Although it is not a very pretty picture, when we look at the whole human family in our global village, we will find at the top the wealthy, the powerful, the highly educated, the affluent, the influential. They have carved out for themselves a place. They have secured themselves as best they can against the exigencies of a capricious existence. They have built institutions which secure their privilege. And I think I should not say “they.” I think I should say “we” have built institutions which secure our privilege. That’s what you find at the top.

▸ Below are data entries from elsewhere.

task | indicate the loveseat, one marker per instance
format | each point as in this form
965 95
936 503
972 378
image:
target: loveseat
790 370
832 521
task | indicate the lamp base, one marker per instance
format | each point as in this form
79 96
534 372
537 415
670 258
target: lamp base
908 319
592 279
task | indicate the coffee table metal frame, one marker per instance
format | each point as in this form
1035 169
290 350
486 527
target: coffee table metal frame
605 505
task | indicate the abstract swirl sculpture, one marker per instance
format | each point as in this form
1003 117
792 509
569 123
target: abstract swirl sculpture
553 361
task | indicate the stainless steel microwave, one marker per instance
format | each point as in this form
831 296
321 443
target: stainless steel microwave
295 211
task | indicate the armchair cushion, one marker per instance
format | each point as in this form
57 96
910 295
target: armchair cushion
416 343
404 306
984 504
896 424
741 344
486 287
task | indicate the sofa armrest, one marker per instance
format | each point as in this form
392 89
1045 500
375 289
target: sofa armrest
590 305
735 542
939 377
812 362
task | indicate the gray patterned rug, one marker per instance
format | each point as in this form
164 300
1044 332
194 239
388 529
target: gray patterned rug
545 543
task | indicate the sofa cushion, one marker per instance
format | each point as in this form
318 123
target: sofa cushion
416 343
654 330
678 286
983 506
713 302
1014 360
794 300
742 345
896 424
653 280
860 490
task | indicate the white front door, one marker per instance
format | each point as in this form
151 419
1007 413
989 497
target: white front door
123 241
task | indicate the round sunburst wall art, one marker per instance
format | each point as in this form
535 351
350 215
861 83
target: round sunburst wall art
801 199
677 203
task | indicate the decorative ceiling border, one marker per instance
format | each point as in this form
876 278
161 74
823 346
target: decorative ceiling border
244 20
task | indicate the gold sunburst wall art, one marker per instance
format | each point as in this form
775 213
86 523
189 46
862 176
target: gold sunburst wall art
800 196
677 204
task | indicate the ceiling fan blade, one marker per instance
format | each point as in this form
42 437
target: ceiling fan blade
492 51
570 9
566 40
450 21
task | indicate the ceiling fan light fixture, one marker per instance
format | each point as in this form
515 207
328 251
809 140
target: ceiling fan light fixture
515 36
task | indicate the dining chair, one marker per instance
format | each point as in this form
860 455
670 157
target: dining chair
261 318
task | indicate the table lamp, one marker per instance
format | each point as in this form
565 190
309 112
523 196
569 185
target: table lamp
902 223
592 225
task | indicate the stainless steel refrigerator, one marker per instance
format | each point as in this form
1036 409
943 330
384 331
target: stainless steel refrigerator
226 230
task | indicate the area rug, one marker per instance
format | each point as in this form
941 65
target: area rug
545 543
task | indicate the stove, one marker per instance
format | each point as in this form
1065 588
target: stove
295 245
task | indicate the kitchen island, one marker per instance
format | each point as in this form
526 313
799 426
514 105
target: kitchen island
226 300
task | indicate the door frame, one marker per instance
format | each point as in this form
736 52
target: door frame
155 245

At the bottom are the poor and impotent, their minds and gifts never developed: they are the dumping ground of human life. They are buffeted to and fro because of their helplessness, as those who are helpless are always buffeted to and fro by the powerful. They have no one to protect them, no one to speak for their rights. They are the lonely ones. You’ll find them in prisons and in psychiatric hospitals, their children are in the welfare system. They are jobless, hungry, thirsty. Their options are extremely limited. They are not wanted. In their present state they could not possibly build institutions to secure their rights and their privileges, because they have so few. We, in our contempt, look down from our secure vantage point and call them rabble, and riffraff. They, they, they.
Part of the scandal of the gospel is that when you meet the abandoned, crucified Messiah, he grabs you and you belong to him. Wherever you are in privilege and power and status and opportunity, you start the movement down, not up. And you go down and down and down until you are powerless, except for his power; you go down until you find yourself standing where Jesus stood. The evangelists that I listened to in my youth didn’t make that clear. But the evangelists in the New Testament make that devastatingly clear. One keeps going down and down until one is identified with the victimized poor wherever they are scattered throughout the earth. Wherever you see them and hear about them, you know if you welcome them, you welcome Jesus and the one who sent him. If you don’t welcome them, you don’t welcome Jesus and the one who sent him.